Präsident: Das Wort hat der Herr Abgeordnete Dr. David.

Dr. David, Abgeordneter: Meine Damen und Herren!5 Wenn man sieht, wie diese Eingabe und wie die Deutschnationalen auch sonst gegen die schwarz-rot-goldene Fahne vorgehen, so wird hinsichtlich der Auslandsdeutschen manches klar.6 Die Eingabe bringt eine zahlreiche Kette von gehässigen Äußerungen gegen die Farben der Republik. Eine davon will ich noch mitteilen, denn sie ist auch in anderer Beziehung bedeutsam. Die in der Eingabe zitierte "Lüderitzbuchter Zeitung" aus dem ehemaligen Deutsch Südwest schreibt: Wir wollen vom schwarzrot-goldenen Lappen

(Pfuirufe bei den Sozialdemokraten)

in unserer schwarz-weiß-roten Flagge keine Spur sehen. Auf diesem Standpunkt - behauptet das Blatt - stehe dort, was deutsch denkt, und dann heißt es weiter, man höre, daß zu Hause ein Volksentscheid geplant sei, der darauf hinausgehe, "die schwarz-rot-gelbe Reichsflagge überhaupt niederzuholen".

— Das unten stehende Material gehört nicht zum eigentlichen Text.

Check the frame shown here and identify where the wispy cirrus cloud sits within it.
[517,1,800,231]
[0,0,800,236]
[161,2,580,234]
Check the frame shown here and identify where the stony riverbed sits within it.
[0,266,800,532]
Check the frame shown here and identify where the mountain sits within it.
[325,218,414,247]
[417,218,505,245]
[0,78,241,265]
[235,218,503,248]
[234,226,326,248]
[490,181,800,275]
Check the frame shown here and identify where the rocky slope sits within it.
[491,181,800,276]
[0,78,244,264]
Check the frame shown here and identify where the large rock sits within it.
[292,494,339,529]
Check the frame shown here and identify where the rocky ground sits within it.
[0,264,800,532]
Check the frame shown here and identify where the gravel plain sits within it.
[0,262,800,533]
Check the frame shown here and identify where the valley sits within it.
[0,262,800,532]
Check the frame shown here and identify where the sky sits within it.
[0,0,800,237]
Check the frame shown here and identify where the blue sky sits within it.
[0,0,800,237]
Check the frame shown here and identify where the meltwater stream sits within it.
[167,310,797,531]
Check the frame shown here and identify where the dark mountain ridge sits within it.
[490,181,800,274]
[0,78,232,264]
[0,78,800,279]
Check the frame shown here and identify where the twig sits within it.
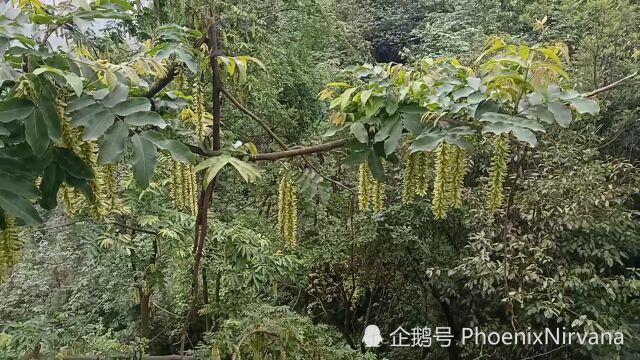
[221,88,354,193]
[584,71,638,97]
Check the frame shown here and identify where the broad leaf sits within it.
[112,97,151,116]
[54,147,93,180]
[0,190,42,225]
[24,110,49,156]
[547,102,572,127]
[351,122,369,144]
[98,121,129,165]
[0,98,35,123]
[141,130,196,163]
[124,111,167,129]
[82,107,115,141]
[131,134,158,189]
[40,163,64,210]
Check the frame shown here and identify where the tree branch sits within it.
[221,88,355,194]
[585,71,638,97]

(aha! Bei den Sozialdemokraten)

Zum Schluß heißt es dann wörtlich:
Jetzt, wo aufgrund der Eingabe, die Gewißheit der Beseitigung der Revolutionstrikolore winkt, stellen wir uns selbstverständlich freudigen Herzens in die Reihe der völkischen Bewegung, die gleich ganze Arbeit machen und das teure Schwarz-weiß-rot wieder zu Deutschlands alleiniger Flagge auferstehen lassen will.

(Hört! Hört!)

Das drucken die Eingabe an den Reichstag der deutschen Republik ab, als Begründung des vorliegenden Antrags.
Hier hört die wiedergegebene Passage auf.